His talk will be held jointly as VGS-IT seminar and lecture of MTIa master course and takes place on Thursday, February 27th, 2020 at 12:00 in room E112.

Jan Chorowski: Representation learning for speech and handwriting

JanJan Chorowski is an Associate Professor at Faculty of Mathematics and Computer Science at the University of Wrocław and Head of AI at NavAlgo. He received his M.Sc. degree in electrical engineering from the Wrocław University of Technology, Poland and EE PhD from the University of Louisville, Kentucky in 2012. He has worked with several research teams, including Google Brain, Microsoft Researchand Yoshua Bengio’s lab at the University of Montreal. He has led a research topic during the JSALT 2019 workshop. His research interests are applications of neural networks to problems which are intuitive and easy for humans and difficult for machines, such as speech and natural language processing.

Representation learning for speech and handwriting

Learning representations of data in an unsupervised way is still an open problem of machine learning. We consider representations of speech and handwriting learned using autoencoders equipped with autoregressive decoders such as WeveNets or PixelCNNs. In those autoencoders, the encoder only needs to provide the little information needed to supplement all that can be inferred by the autoregressive decoder. This allows learning a representation able to capture high level semantic content from the signal, e.g. phoneme or character identities, while being invariant to confounding low level details in the signal such as the underlying pitch contour or background noise. I will show how the design choices of the autoencoder, such as the bottleneck kind its hyperparameters impact the induced latent representation. I will also show applications to unsupervised acoustic unit discovery on the ZeroSpeech task. Finally, I’ll show how knowledge about the average unit duration can be enforced during training ,as well as during inference on new data.

His talk takes place on Friday, January 10, 2020 at 13:00 in room A112.

Ilya Oparin (Apple, USA): Connecting and Comparing Language Model Interpolation Techniques

IlyaIlya Oparin is leading Language Modeling team that contributes to improving Siri at Apple. He did his Ph.D. on language modeling of inflectional languages at University of West Bohemia in collaboration with Speech@FIT group at Brno University of Technology. Before joining Apple in 2014, Ilya did 3 years of post-doc in Spoken Language Processing group at LIMSI. Ilya’s research interests cover any topics related to language modeling for automatic speech recognition and more broadly for natural language processing.

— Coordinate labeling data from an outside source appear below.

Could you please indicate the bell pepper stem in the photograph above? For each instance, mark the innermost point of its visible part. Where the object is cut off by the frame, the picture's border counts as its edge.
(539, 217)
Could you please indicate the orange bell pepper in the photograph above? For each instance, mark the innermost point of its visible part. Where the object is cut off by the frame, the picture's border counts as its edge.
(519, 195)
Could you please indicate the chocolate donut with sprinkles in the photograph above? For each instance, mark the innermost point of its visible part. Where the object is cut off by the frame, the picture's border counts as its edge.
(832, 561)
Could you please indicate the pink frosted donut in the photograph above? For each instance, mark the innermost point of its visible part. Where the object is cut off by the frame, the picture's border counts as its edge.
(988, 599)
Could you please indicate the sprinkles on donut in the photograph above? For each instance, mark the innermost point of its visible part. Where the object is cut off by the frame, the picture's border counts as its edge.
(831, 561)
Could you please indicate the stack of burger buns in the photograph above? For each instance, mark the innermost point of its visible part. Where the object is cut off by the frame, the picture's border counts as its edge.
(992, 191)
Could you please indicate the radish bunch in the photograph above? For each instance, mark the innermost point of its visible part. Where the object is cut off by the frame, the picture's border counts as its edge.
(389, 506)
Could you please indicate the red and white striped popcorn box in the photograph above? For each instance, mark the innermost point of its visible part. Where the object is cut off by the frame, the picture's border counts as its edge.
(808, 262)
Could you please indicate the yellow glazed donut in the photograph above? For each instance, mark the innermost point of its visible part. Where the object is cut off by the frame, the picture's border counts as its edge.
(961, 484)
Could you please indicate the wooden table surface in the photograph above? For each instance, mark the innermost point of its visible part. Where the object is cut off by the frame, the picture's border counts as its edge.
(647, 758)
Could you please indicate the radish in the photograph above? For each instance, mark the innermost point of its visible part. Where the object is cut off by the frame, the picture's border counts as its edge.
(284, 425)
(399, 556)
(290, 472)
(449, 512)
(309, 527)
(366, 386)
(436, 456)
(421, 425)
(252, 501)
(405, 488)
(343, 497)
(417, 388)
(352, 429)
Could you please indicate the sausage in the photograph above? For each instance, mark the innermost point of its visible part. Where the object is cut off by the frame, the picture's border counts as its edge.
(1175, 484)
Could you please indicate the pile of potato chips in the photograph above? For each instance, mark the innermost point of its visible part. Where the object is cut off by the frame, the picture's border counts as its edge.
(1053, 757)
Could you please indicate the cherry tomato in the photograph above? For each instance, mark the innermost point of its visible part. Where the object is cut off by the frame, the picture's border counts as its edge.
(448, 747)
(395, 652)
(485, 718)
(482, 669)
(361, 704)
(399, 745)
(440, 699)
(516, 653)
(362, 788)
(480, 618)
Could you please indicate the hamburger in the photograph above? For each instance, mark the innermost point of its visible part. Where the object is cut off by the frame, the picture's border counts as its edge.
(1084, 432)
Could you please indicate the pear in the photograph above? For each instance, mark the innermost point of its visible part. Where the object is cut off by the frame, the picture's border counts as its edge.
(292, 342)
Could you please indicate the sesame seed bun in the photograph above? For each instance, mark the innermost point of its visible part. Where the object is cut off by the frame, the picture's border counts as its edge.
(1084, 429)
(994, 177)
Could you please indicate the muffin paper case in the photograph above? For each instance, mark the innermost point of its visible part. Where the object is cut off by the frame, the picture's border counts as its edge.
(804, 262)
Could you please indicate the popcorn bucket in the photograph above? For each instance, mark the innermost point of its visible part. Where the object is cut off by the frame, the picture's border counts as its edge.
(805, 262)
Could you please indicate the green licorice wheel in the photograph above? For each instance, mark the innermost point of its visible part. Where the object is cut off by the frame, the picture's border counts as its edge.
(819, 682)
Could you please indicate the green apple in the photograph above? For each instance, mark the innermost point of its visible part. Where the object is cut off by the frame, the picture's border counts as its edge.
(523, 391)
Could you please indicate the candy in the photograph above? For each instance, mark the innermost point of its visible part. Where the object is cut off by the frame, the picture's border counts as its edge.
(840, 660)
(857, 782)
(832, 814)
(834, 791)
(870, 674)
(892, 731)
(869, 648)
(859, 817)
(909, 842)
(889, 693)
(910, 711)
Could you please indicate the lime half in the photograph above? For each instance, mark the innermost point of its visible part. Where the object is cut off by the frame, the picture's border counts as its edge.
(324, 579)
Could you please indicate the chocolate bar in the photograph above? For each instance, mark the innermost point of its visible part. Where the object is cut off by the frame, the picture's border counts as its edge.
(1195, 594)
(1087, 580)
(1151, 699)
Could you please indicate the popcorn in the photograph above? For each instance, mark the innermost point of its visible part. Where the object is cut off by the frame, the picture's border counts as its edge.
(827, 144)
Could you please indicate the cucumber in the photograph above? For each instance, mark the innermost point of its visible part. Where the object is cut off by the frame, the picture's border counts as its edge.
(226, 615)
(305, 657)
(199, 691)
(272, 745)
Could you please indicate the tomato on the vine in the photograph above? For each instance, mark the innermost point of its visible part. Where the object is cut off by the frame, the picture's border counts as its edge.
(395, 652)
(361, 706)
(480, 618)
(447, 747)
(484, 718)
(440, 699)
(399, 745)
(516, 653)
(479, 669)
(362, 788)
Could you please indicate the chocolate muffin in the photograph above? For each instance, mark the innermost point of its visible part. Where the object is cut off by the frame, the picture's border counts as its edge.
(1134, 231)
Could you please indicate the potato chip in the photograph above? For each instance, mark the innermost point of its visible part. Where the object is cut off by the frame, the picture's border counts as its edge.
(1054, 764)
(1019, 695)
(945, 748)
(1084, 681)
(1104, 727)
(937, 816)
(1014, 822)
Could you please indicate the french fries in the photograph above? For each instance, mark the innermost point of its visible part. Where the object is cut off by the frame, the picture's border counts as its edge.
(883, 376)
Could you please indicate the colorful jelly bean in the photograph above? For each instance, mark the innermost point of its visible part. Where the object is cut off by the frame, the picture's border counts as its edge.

Connecting and Comparing Language Model Interpolation Techniques

In this work, we uncover a theoretical connection between two language model interpolation techniques, count merging and Bayesian interpolation. We compare these techniques as well as linear interpolation in three scenarios with abundant training data per component model. Consistent with prior work, we show that both count merging and Bayesian interpolation outperform linear interpolation. We include the first (to our knowledge) published comparison of count merging and Bayesian interpolation, showing that the two techniques perform similarly. Finally, we argue that other considerations will make Bayesian interpolation the preferred approach in most circumstances.

His talk takes place on Thursday, December 19, 2019 at 13:00 in “little theater” R211 (next to Kachnicka student club in “Stary Pivovar”).